EXPLORING THE MANAGED HEART
The one area of her occupational lift in which she might be "free to act," the area of her own personality, must now also be managed, must become the alert yet obsequious instrument by which goods are distributed.
—G. Wright Mills
In a section in Das Kapital entitled "The Working Day," Karl Marx examines depositions submitted in 1863 to the Children's Employment Commission in England. One deposition was given by the mother of a child laborer in a wallpaper factory: "When he was seven years old I used to carry him [to work] on my back to and fro through the snow, and he used to work 16 hours a day.... I have often knelt down to feed him, as he stood by the machine, for he could not leave it or stop." Fed meals as he worked, as a steam engine is fed coal and water, this child was "an instrument of labor." Marx questioned how many hours a day it was fair to use a human being as an instrument, and how much pay for being an instrument was fair, considering the profits that factory owners made. But he was also concerned with something he thought more fundamental: the human cost of becoming an "instrument of labor" at all.
On another continent 117 years later, a twenty-year-old flight attendant trainee sat with 122 others listening to a pilot speak in the auditorium of the Delta Airlines Stewardess Training Center. Even by modern American standards, and certainly by standards for women's work, she had landed an excellent job. The 1980 pay scale began at $850 a month for the first six months and would increase within seven years to about $20,000 a year. Health and accident insurance is provided, and the hours are good.
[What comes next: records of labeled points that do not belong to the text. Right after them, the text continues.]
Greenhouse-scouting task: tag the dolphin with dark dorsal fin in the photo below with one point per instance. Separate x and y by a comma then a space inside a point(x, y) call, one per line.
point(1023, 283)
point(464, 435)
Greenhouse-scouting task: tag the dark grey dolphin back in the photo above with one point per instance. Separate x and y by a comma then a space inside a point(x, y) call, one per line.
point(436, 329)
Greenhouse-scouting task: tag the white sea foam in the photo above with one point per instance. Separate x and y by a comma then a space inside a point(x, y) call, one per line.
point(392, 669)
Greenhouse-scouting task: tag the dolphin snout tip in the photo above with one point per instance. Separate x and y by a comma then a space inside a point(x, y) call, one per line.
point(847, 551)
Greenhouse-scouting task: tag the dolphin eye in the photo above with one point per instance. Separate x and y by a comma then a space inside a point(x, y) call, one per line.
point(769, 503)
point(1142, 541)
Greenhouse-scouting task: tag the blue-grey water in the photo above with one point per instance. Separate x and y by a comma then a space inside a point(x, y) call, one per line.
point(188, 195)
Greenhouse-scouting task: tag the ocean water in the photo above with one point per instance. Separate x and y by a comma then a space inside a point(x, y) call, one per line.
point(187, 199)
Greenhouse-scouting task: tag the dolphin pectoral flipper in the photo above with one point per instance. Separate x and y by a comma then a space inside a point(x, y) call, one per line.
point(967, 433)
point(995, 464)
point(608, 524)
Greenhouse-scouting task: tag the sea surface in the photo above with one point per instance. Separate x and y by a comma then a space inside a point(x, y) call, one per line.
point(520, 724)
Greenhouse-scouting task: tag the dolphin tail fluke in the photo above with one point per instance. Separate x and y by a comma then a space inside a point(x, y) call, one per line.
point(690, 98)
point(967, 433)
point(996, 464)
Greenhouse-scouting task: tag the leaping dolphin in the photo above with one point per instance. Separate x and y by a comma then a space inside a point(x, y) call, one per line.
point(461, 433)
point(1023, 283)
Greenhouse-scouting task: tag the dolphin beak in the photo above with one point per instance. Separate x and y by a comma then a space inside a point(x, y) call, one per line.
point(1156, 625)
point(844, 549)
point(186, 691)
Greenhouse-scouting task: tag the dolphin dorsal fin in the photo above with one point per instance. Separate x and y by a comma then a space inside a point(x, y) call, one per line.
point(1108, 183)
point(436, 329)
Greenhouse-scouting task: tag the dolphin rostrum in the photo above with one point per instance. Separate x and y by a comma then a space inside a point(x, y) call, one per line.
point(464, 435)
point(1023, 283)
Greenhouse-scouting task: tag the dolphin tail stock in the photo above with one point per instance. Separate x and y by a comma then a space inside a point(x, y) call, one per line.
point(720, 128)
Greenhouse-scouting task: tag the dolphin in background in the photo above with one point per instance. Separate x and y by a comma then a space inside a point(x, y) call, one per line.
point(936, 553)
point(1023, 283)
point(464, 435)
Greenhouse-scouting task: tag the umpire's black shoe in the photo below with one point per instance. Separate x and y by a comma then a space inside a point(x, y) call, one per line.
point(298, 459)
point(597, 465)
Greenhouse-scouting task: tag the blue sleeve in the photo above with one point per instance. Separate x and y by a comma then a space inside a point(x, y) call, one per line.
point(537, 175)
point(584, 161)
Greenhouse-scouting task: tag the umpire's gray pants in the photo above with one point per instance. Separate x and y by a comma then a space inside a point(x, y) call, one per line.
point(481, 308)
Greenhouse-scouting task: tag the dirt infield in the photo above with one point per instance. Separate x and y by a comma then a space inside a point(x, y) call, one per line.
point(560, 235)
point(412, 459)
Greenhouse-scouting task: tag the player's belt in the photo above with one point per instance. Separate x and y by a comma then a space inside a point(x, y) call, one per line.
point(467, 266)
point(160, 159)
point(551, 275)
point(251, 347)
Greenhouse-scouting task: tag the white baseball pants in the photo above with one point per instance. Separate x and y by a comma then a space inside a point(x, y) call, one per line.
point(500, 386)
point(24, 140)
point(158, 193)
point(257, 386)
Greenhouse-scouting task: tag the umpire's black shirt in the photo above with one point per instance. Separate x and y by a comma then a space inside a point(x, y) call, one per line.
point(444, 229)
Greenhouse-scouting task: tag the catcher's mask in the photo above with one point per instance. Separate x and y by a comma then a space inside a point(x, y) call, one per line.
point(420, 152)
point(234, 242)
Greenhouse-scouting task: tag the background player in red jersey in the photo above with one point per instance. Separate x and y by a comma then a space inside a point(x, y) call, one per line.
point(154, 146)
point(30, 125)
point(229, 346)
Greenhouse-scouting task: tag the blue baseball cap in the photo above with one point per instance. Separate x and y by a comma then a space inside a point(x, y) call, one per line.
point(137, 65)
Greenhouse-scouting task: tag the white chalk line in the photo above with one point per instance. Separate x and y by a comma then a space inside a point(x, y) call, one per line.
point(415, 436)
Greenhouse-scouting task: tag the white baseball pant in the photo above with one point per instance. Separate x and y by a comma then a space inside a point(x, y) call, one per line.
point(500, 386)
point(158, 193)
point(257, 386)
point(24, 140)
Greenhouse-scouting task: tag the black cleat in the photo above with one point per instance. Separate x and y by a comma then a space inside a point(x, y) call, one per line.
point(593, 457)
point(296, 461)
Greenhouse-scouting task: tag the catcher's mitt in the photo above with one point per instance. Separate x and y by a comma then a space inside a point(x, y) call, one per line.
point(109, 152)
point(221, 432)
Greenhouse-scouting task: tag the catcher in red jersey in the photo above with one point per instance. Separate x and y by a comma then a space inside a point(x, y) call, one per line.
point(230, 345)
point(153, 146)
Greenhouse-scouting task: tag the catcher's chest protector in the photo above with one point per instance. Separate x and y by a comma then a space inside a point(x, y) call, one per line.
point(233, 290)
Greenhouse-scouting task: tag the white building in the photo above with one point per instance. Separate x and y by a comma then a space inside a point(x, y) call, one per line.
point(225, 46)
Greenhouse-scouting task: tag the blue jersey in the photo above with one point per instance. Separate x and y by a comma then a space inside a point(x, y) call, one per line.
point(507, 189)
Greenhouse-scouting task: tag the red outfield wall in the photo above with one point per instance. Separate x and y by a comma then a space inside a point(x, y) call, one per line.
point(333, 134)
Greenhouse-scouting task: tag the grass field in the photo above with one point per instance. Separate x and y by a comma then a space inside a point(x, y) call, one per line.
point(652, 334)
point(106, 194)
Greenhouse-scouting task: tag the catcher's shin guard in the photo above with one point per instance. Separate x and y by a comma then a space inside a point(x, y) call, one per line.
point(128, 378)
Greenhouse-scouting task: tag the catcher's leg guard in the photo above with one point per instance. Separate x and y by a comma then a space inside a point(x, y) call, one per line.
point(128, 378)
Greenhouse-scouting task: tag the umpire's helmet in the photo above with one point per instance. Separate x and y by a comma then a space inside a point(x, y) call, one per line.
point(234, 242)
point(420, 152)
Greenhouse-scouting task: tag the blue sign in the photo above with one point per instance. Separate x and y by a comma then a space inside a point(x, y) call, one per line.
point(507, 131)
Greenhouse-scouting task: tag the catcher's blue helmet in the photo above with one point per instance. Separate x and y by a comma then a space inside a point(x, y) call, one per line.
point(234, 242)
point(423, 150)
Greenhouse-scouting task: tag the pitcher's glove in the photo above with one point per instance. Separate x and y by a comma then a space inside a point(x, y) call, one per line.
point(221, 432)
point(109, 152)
The young trainee sitting next to me wrote on her notepad, "Important to smile. Don't forget smile:' The admonition came from the speaker in the front of the room, a crew-cut pilot in his early fifties, speaking in a Southern drawl: "Now girls, I want you to go out there and really smile. Your smile is your biggest asset. I want you to go out there and use it. Smile. Really smile. Really lay it on."
The pilot spoke of the smile as the flight attendant's asset. But as novices like the one next to me move through training, the value of a personal smile is groomed to reflect the company's disposition—its confidence that its planes will not crash, its reassurance that departures and arrivals will be on time, its welcome and its invitation to return. Trainers take it as their job to attach to the trainee's smile an attitude, a viewpoint, a rhythm of feeling that is, as they often say, "professional." This deeper extension of the professional smile is not always easy to retract at the end of the workday, as one worker in her first year at World Airways noted: "Sometimes I come off a long trip in a state of utter exhaustion, but I find I can't relax. I giggle a lot, I chatter, I call friends. It's as if I can't release myself from an artificially created elation that kept me 'up' on the trip. I hope to be able to come down from it better as I get better at the job."
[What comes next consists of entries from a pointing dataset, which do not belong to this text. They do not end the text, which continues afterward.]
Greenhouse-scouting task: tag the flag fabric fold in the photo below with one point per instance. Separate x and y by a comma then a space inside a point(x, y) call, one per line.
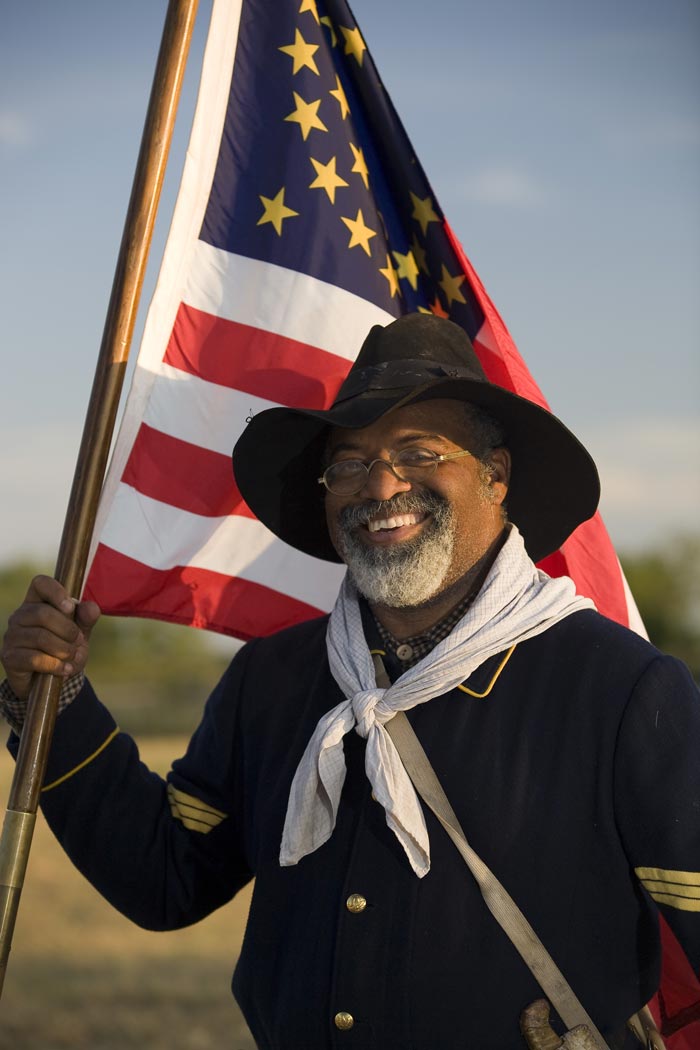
point(303, 217)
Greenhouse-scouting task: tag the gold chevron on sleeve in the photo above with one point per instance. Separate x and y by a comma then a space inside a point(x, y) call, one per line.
point(677, 889)
point(194, 814)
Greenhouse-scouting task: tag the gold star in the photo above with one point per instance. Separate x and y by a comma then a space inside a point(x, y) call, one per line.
point(340, 96)
point(354, 43)
point(390, 275)
point(450, 286)
point(361, 234)
point(309, 5)
point(437, 308)
point(326, 177)
point(302, 54)
point(275, 211)
point(306, 116)
point(419, 253)
point(407, 268)
point(423, 211)
point(329, 24)
point(360, 167)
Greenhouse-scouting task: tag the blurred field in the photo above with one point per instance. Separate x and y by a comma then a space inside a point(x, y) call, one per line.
point(82, 975)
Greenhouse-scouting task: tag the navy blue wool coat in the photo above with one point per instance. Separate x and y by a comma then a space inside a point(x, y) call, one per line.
point(571, 761)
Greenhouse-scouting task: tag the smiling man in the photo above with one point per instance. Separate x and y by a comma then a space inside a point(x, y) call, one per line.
point(566, 744)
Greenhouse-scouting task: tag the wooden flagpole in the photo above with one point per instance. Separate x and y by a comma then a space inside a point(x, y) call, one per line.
point(103, 405)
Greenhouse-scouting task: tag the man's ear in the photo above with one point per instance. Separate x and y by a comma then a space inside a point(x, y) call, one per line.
point(500, 480)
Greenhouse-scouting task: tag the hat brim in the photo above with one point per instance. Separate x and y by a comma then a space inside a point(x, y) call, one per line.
point(277, 460)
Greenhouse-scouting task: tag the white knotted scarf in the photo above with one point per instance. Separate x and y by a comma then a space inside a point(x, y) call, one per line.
point(516, 602)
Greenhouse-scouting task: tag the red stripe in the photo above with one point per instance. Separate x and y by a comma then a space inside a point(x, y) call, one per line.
point(184, 475)
point(250, 359)
point(187, 595)
point(503, 365)
point(589, 558)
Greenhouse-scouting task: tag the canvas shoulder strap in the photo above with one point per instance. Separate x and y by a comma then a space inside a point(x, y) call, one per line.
point(497, 900)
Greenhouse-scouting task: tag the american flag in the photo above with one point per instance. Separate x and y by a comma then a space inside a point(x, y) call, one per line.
point(303, 218)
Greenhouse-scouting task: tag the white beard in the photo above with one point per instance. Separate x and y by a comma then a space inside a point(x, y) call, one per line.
point(408, 573)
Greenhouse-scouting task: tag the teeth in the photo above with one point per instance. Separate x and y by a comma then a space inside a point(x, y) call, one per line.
point(397, 522)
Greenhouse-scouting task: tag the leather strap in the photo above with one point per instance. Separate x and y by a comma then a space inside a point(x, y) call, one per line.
point(497, 900)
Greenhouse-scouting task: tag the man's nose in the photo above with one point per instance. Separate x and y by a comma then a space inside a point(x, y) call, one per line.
point(382, 482)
As the PSA jingle says, "Our smiles are not just painted on." Our flight attendants' smiles, the company emphasizes, will be more human than the phony smiles you're resigned to seeing on people who are paid to smile. There is a smile-like strip of paint on the nose of each PSA plane. Indeed, the plane and the flight attendant advertise each other. The radio advertisement goes on to promise not just smiles and service but a travel experience of real happiness and calm. Seen in one way, this is no more than delivering a service. Seen in another, it estranges workers from their own smiles and convinces customers that on-the-job behavior is calculated. Now that advertisements, training, notions of professionalism, and dollar bills have intervened between the smiler and the smiled upon, it takes an extra effort to imagine that spontaneous warmth can exist in uniform—because companies now advertise spontaneous warmth, too.
At first glance, it might seem that the circumstances of the nineteenth-century factory child and the twentieth-century flight attendant could not be more different. To the boy's mother, to Marx, to the members of the Children's Employment Commission, perhaps to the manager of the wallpaper factory, and almost certainly to the contemporary reader, the boy was a victim, even a symbol, of the brutalizing conditions of his time. We might imagine that he had an emotional half-life, conscious of little more than fatigue, hunger, and boredom. On the other hand, the flight attendant enjoys the upper-class freedom to travel, and she participates in the glamour she creates for others. She is the envy of clerks in duller, less well-paid jobs.
But a close examination of the differences between the two can lead us to some unexpected common ground. On the surface there is a difference in how we know what labor actually produces. How could the worker in the wallpaper factory tell when his job was done? Count the rolls of wallpaper; a good has been produced. How can the flight attendant tell when her job is done? A service has been produced; the customer seems content. In the case of the flight attendant, the emotional style of offering the service is part of the service itself, in a way that loving or hating wallpaper is not a part of producing wallpaper. Seeming to "love the job" becomes part of the job; and actually trying to love it, and to enjoy the customers, helps the worker in this effort.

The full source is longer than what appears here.